A Phase 3, Randomized, Double Blind, Placebo Controlled, Parallel Group Study to Evaluate the Efficacy and Safety of VX-661 in Combination With Ivacaftor in Subjects Aged 12 Years and Older With Cystic Fibrosis, Homozygous for the F508del CFTR Mutation
Phase of Trial: Phase III
Latest Information Update: 24 Aug 2017
At a glance
- Drugs Ivacaftor/tezacaftor (Primary) ; Ivacaftor
- Indications Cystic fibrosis
- Focus Registrational; Therapeutic Use
- Acronyms EVOLVE
- Sponsors Vertex Pharmaceuticals
- 24 Aug 2017 According to a Vertex media release, the U.S. FDA and the EMA have accepted to review the marketing applications for the use of tezacaftor/ivacaftor combination treatment in people with cystic fibrosis (CF) ages 12 and older who have two copies of the F508del mutation or one F508del mutation and one residual function mutation that is responsive to tezacaftor/ivacaftor. In the US, the FDA has granted Priority Review of the New Drug Application (NDA) and set an action date of February 28, 2018.

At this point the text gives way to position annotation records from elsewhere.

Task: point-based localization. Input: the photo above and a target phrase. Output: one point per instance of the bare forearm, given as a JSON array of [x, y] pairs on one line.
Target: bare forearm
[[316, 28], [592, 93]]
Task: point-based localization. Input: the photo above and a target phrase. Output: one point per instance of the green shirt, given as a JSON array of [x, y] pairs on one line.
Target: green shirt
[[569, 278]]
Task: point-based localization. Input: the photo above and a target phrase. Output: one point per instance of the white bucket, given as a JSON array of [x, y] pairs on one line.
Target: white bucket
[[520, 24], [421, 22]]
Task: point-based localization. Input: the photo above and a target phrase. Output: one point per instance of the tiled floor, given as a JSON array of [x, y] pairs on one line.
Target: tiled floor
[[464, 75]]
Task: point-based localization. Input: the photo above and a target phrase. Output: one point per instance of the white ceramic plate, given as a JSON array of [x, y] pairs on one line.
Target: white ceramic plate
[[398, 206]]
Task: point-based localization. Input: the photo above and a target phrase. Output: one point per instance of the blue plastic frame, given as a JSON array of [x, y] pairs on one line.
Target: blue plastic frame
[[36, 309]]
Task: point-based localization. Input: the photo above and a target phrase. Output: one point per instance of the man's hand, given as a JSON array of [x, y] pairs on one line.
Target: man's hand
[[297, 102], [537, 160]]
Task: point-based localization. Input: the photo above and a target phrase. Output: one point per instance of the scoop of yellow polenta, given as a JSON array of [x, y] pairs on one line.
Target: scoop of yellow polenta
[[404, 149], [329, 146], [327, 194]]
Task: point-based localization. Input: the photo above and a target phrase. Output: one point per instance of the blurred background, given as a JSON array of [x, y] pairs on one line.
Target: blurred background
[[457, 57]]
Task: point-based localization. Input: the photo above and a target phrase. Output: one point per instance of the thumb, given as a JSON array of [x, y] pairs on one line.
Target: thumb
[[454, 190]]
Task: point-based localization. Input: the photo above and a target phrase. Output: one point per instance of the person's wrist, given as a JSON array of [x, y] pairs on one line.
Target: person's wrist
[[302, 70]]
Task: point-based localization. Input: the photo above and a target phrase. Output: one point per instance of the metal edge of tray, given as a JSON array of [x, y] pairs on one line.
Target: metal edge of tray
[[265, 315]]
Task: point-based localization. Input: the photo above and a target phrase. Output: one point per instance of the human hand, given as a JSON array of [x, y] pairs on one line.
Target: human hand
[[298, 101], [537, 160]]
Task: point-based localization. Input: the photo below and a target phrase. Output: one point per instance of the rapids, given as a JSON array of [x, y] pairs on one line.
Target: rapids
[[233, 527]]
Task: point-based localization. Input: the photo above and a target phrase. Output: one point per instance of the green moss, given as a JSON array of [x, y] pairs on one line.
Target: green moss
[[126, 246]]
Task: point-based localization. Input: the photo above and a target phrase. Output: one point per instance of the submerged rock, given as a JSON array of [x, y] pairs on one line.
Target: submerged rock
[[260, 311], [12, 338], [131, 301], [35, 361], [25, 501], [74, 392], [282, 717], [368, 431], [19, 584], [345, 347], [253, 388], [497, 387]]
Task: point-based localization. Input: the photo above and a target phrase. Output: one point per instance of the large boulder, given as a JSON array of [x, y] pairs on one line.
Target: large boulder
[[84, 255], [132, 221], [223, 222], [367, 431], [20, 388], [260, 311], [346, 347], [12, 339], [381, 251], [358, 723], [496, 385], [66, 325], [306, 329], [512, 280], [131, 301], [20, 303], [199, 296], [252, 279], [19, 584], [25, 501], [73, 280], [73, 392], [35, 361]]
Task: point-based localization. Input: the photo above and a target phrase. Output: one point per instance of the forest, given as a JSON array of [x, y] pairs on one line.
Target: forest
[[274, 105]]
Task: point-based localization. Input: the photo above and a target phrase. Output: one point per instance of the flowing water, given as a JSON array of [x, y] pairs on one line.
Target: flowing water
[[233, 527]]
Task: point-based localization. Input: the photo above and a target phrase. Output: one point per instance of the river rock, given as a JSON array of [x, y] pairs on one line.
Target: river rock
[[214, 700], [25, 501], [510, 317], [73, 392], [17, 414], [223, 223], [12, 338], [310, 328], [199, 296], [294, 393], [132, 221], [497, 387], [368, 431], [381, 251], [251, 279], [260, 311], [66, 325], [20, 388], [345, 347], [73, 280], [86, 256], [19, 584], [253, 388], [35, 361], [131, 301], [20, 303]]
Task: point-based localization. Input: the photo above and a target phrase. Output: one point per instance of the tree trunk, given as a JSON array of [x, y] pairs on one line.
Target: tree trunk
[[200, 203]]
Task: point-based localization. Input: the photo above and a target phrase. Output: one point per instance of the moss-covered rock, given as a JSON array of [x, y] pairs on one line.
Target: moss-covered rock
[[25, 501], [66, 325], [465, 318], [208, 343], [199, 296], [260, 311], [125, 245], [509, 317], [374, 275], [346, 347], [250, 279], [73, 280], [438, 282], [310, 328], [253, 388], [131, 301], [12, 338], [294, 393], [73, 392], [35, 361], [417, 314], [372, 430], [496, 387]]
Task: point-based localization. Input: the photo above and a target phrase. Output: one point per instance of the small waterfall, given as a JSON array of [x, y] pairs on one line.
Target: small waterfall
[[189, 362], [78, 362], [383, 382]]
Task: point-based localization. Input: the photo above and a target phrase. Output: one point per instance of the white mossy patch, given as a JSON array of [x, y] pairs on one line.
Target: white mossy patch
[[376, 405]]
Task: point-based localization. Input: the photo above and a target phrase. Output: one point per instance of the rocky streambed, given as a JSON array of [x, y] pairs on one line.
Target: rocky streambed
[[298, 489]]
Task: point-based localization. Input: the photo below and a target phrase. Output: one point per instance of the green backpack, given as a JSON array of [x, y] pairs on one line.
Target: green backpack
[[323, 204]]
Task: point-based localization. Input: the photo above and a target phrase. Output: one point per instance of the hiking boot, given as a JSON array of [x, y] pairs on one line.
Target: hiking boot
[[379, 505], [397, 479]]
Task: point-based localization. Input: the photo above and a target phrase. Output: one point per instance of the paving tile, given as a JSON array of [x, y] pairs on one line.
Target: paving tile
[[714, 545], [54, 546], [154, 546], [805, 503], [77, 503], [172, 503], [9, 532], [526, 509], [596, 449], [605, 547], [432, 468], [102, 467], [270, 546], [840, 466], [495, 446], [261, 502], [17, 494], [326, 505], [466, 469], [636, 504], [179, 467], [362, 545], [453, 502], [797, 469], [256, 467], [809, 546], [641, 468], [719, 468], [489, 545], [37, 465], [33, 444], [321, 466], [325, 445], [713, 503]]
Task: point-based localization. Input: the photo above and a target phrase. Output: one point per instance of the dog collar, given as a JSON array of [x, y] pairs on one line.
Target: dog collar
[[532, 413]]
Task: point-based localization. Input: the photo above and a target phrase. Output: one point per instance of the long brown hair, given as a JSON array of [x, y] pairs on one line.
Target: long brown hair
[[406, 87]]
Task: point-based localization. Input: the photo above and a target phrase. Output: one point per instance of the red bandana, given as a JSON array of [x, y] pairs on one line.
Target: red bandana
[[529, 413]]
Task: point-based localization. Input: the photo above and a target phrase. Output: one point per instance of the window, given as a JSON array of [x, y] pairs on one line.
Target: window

- 10 Jun 2017 Biomarkers information updated
- 28 Mar 2017 According to a Vertex Pharmaceuticals media release, based on results of this and other (CTP 25318) trial, company plans to submit a NDA to the U.S. FDA and a MAA to the European Medicines Agency (EMA) in the third quarter of 2017 for the tezacaftor/ivacaftor combination treatment in people with CF ages 12 and older who have two copies of the F508del mutation and in people who have one mutation that results in residual CFTR function.